Id. Contractors are required to keep accurate records reflecting each employee's name, craft or classification, hours worked and actual hourly rate of wage paid. Section 6 of the Prevailing Wage Act, 43 P.S. § 165–6. A contractor is required to keep these records available for inspection for two years after payment and must file with the agency a weekly statement containing such information and certifying that workmen have been paid in strict conformity with the prevailing minimum wage determination. Id.;34 Pa.Code §§ 9.109, 9.110(a). The contracting agency has a duty to ensure that the statements are accurate and that the contractor is actually paying the prevailing minimum wage. Section 10 of the Prevailing Wage Act, 43 P.S. § 165–10; 34 Pa.Code §§ 9.104(b),9.110(a).

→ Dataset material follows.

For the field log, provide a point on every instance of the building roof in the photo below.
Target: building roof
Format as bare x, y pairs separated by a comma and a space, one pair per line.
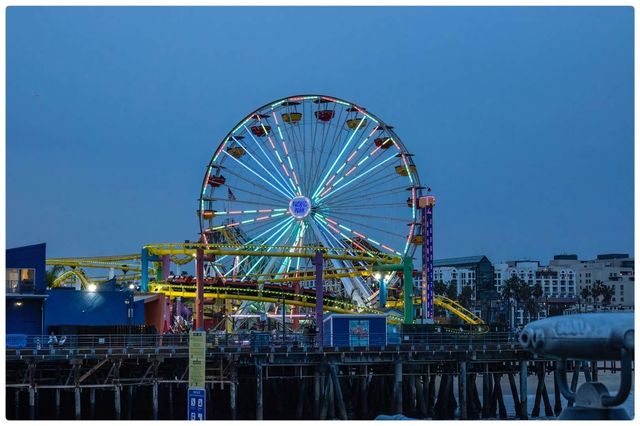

.Section 9.104(b) of the regulations provides that:
It is the duty of the public body to enforce the posting of wage rate determinations in accordance with the provisions of section 9 of the act (43 P.S. § 165–9) and § 9.108 (relating to posting of wage rates). The fiscal officer of the public body, the treasurer or other officer of the public body, charged with the custody and disbursement of the funds of the public body, shall ascertain that the wage rates as determined by the Secretary are paid and that the job classifications are maintained, otherwise it is his duty to hold up final payment and to inform the Secretary of the failure by the contractor or a subcontractor to comply with the act.
34 Pa.Code § 9.104(b).
The Prevailing Wage Act and its regulations do not contain any provisions that require contractors to establish an employee benefits plan, nor do they require the contracting agency to inspect the contents of plan documents where a contractor has created them. The prevailing minimum wage includes both the hourly wage and the value of fringe benefits. The fringe benefit rate is for payments made directly or indirectly for many possible benefits, including time off for vacation and sickness; it is not limited to a “ bona fide ” benefits plan.
Here, because the contract was subject to the Prevailing Wage Act, the University needed to inspect Contractor's certified payroll records to ensure Contractor's employees were receiving the prevailing minimum wage. Those records were required to contain the worker's name, classification, hours worked and actual hourly rate of wage paid, but they were not required to contain information about the contents of a benefits plan. The University was not required to ensure that Contractor even has a bona fide benefits program as argued by Browne. The University was required only to ensure that the proper amounts were paid. It is irrelevant how the fringe benefit rate was used; it was only relevant that the employee received the prevailing minimum wage. Here, the University satisfied its duties under the Prevailing Wage Act by reviewingthe certified payroll records submitted by Contractor; it was not required to maintain, inspect, or possess any documentation related to Contractor's benefits plan.
We need not consider the University's second issue. Because Contractor's benefits plan is not a “record” under Section 102 of the Right–to–Know Law, 65 P.S. § 67.102, a fortiori, it is not a “public record” under Section 506(d)(1) of the Right–to–Know Law, 65 P.S. § 67.506(d)(1).
Accordingly, we reverse the determination of Open Records.
ORDER
AND NOW, this 19th day of June, 2013, the order of the Office of Open Records dated June 20, 2012, in the above-captioned matter is hereby REVERSED.